Goldman Sachs heavyweights forecast what’s next for the stock market, economy

Goldman Sachs has stumbled in its financial performance over the past 15 years. But its investment/economic research remains among the best in the business.

Back in the day, now-defunct securities brokerage E.F. Hutton used the slogan: “When E.F. Hutton talks, people listen.” The same is true of Goldman Sachs. Its research moves markets.

In a recent webinar, two Goldman Sachs heavyweights gave their outlook for stocks and the economy. Given their influence, paying attention to what they think could happen to the stock market and economy next is wise.

Goldman Sachs research is among the most influential in financial markets.

Chris Hondros/Getty Images

Goldman Sachs’ has enthusiasm for economy

Sharmin Mossavar-Rahmani, chief investment officer of Goldman Sachs Wealth Management, emphasized U.S. economic strength.

Related: How you can benefit from the changing interest-rate environment

“Our U.S. pre-eminence investment theme endures,” she said. “It has the largest GDP per capita of any major country.”

She cited our economy’s diversity. “The U.S. has more arable land than any other country, making it the largest exporter of agricultural commodities,” Mossavar-Rahmani said. “The U.S. is the largest producer of oil and natural gas liquids,” too.

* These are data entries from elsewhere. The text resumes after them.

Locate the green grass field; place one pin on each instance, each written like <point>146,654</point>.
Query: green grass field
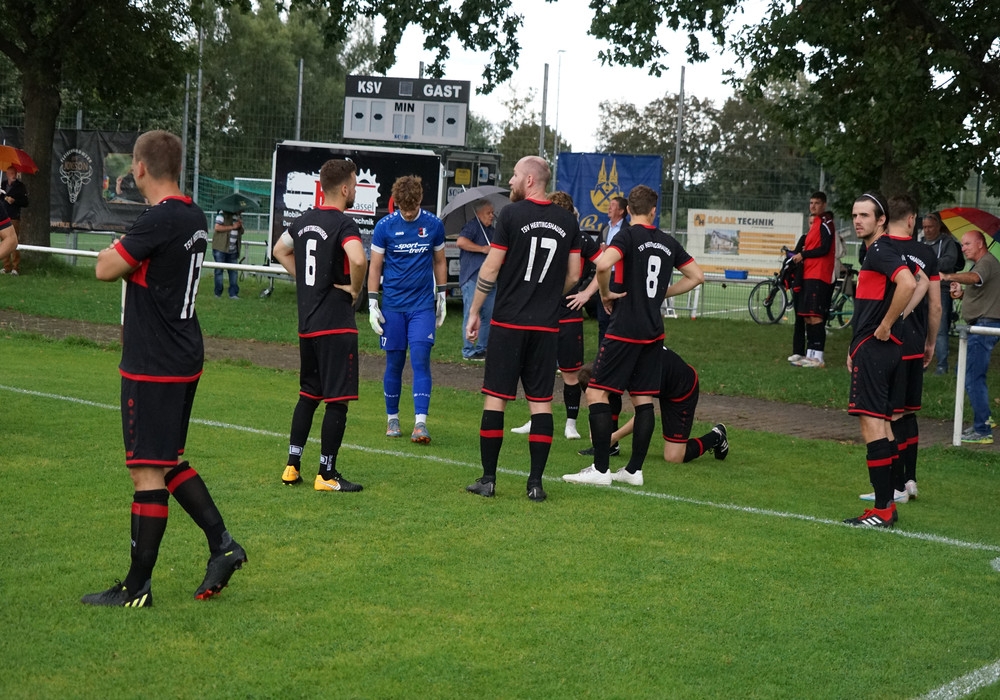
<point>714,580</point>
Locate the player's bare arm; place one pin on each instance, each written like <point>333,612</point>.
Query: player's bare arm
<point>691,277</point>
<point>905,286</point>
<point>111,265</point>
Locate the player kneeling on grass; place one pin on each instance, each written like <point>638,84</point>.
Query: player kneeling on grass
<point>678,401</point>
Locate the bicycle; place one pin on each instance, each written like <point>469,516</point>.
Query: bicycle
<point>768,299</point>
<point>842,301</point>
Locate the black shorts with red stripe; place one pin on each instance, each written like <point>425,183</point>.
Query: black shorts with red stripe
<point>155,419</point>
<point>528,356</point>
<point>873,367</point>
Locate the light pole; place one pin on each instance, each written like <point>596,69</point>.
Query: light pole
<point>555,142</point>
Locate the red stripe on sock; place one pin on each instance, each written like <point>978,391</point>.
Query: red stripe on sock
<point>149,510</point>
<point>179,479</point>
<point>887,462</point>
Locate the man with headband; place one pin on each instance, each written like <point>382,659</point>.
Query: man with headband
<point>885,289</point>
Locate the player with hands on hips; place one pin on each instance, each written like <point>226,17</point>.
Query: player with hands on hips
<point>408,257</point>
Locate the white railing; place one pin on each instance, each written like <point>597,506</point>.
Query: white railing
<point>963,349</point>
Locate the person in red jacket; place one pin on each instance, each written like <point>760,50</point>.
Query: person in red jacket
<point>818,258</point>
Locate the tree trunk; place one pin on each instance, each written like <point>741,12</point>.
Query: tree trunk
<point>42,102</point>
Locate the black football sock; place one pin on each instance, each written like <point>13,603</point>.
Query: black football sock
<point>912,431</point>
<point>615,402</point>
<point>539,444</point>
<point>642,433</point>
<point>490,442</point>
<point>334,424</point>
<point>880,454</point>
<point>186,486</point>
<point>600,434</point>
<point>149,522</point>
<point>301,424</point>
<point>571,397</point>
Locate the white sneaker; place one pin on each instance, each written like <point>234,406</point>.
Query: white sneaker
<point>624,477</point>
<point>590,475</point>
<point>897,496</point>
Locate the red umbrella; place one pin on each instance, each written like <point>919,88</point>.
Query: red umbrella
<point>10,156</point>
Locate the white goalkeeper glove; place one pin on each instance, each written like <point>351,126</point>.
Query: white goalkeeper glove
<point>441,306</point>
<point>375,317</point>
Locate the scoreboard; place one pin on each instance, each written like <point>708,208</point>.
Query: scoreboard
<point>406,110</point>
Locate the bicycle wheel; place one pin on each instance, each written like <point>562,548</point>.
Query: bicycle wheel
<point>767,302</point>
<point>841,313</point>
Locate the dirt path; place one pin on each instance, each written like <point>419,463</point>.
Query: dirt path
<point>735,411</point>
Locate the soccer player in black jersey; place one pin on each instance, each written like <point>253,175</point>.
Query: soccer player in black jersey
<point>885,288</point>
<point>161,259</point>
<point>322,249</point>
<point>534,260</point>
<point>644,258</point>
<point>919,338</point>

Then there’s our technological innovation. For example, she said the U.S. leads the world with 48% of semiconductor sales. It also has the largest, broadest, and most liquid financial markets.

The S&P 500 is expensive, but not every stock is pricey

That economic backdrop is good for corporate profits, so it’s good for stocks. However, that doesn’t mean every stock is a bargain.

“When it comes to U.S. stocks, they’re “incredibly expensive,” Mossavar-Rahmani acknowledged. “They have been cheaper 90% of the time based on a broad range of metrics.”

As of Jan. 12, the forward price-earnings ratio for the S&P 500 was 19.5, above the 5-year average of 18.9 and the 10-year average of 17.6, according to FactSet.

But valuations aren’t everything, said Brett Nelson, head of tactical asset allocation for Goldman Sach’s Investment Strategy Group.

“We know that past periods that have had similarly expensive valuations still saw substantial subsequent returns,” he said. “That was because earnings proved to be much better than expected. There is a large penalty for exiting equities prematurely based on valuation alone.”

In addition, he said, it’s only the largest stocks that are overvalued. “Keep in mind that most stocks in the S&P 500 are actually reasonably valued,” he maintained.

Many analysts, such as those at Morningstar, believe both small- and mid-cap stocks are undervalued. 

Neglected stocks can carry the load

“History actually supports the idea that these remaining shares could potentially pick up the slack if we were to see the expensive shares trade down,” Nelson said.

More From Wall Street Analysts:

Veteran fund manager picks favorite stocks for 2024 Analyst who correctly predicted 8% mortgage rates has a new targetVeteran fund money manager touts ‘sleep-well-at-night’ stocks

So why does Goldman Sachs think stocks can continue rising in the face of high valuations? It’s “our expectation for interest rates to come down this year,” Nelson said. His group sees the 10-year Treasury yield falling to 3.7% from 3.94% Monday.

Lower rates help stocks by stimulating the economy, which boosts earnings. Falling rates also make stocks more attractive compared to bonds, which offer lower yields when rates fall. 

Stocks benefit when the Federal Reserve begins cutting interest rates, and the U.S. economy doesn’t fall into a recession, Nelson said.

“Both of those factors are consistent with our forecast this year. Investors have enjoyed 86% odds of a positive return … when the economy is expanding, as we expect it will this year.” Goldman economists see only a 15% chance of recession.

Earnings will drive returns, the two Goldman execs said. “The earnings trend is very steadily upward unless there’s a recession or some kind of a shock like the pandemic,” Mossavar-Rahmani said. And stock prices generally follow earnings in the long run, she noted.

Stocks follow earnings over time, as profitability is the fundamental determinant of a company’s strength.

Bottom line: U.S. stocks will generate a 6% return this year, including dividends, Nelson said.

“In our central case, we think the S&P 500 ends the year at about 5,000,” he said. It closed Friday at 4,784.

What is the big takeaway from Goldman Sachs? It’s not as bad for stocks as many think.

“The evidence continues to favor remaining invested in US equities,” concludes Nelson.